The problem with traditional approaches
Some early adopters of legacy automation technology are finding themselves at a dead-end; they were promised end-to-end automation across their business processes, but instead, they are faced with the reality of needing to throw significant time and money into on-going maintenance and development for new functionalities.
It's reported that 70-80% of IT budgets are spent on system maintenance, and even with investment, these systems struggle to accommodate unexpected surges in business, new use cases, or changing regulatory or customer conditions. As these companies continue applying band-aid solutions, they fall deeper into technical debt.
Robotic Process Automation (RPA), as one example, has emerged as a quick fix. And while RPA can take existing, well-defined tasks and automate them, it's limited in scalability because it lacks the flexibility and intelligence needed to handle increasingly complex - and dynamic - data inputs and business processes. Simply put, RPA keeps companies bound to their existing way of doing things - even if the underlying process is flawed.

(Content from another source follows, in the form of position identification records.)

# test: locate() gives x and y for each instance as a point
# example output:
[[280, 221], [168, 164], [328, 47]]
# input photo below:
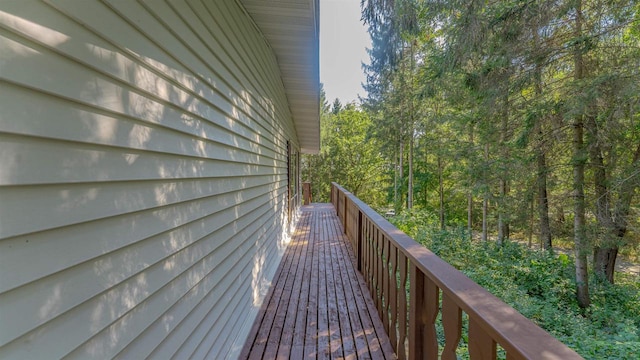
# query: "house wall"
[[143, 178]]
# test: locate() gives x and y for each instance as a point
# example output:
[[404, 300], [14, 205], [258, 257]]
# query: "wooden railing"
[[391, 262]]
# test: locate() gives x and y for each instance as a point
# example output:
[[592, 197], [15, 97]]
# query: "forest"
[[505, 135]]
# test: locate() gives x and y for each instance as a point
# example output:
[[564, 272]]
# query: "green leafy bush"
[[541, 286]]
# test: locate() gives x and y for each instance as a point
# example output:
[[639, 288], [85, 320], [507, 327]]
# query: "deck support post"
[[359, 236], [417, 314]]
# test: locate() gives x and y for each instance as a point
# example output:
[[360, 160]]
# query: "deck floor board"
[[319, 306]]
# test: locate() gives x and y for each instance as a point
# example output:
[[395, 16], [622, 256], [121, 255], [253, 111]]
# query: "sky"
[[343, 39]]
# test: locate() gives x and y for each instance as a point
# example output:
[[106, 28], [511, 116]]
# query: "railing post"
[[423, 310], [417, 316], [359, 236], [345, 213]]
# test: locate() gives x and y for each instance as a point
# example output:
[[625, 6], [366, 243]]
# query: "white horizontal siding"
[[143, 178]]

Another limitation of RPA - and many other legacy tech tools - is its inability to extract data from diverse document sources and formats. Today, the vast majority of information - more than 80% by 2025 according to research firm IDC - that enterprises need to conduct their business lives in unstructured document data, such as forms, images, and PDFs, which is inaccessible to RPA tools. This is a major roadblock since accurate, reliable data is the critical first step needed for decision-making and taking action as a part of a larger business process, whether it's approving someone for a mortgage, processing a claim, or onboarding a new customer.
These tools aren't living up to their expectations, and as companies continue grappling with the cost and other pains associated with piecemeal approaches or other large-scale modernization projects, they're looking for a better alternative.
A new, software-defined approach
Now imagine a future where enterprises build, run and manage business processes like software. It's a world where processes are made up of modular blocks, workflows and solutions that can connect together to turn complex processes into low-code apps and solutions triggering human-machine collaboration.
When deciding whether or not to insure someone, for example, documents (such as an application, a medical exam questionnaire and supporting medical records) are reviewed for key information. In this new software-defined world, an intelligent solution would receive, read and extract the required data and pull in the necessary information and resources it needs, including employees via human-in-the-loop functionality, to support decision-making.
A key part of the software-defined approach is machine learning technology that becomes "smarter" and more capable as it is fed more data. This results in a more synergistic way of working – the creation of a new digital assembly line where work is divided between people and machines based on the needs of the task and strengths of each. Decisions will be made quicker, based on the most accurate data available, and by the most suitable and knowledgeable resource.
Business processes will become measurable, scalable and automated by humans and machines working in tandem, eliminating manual processes, increasing the quality of business decisions, and leading to more performance-driven organizations.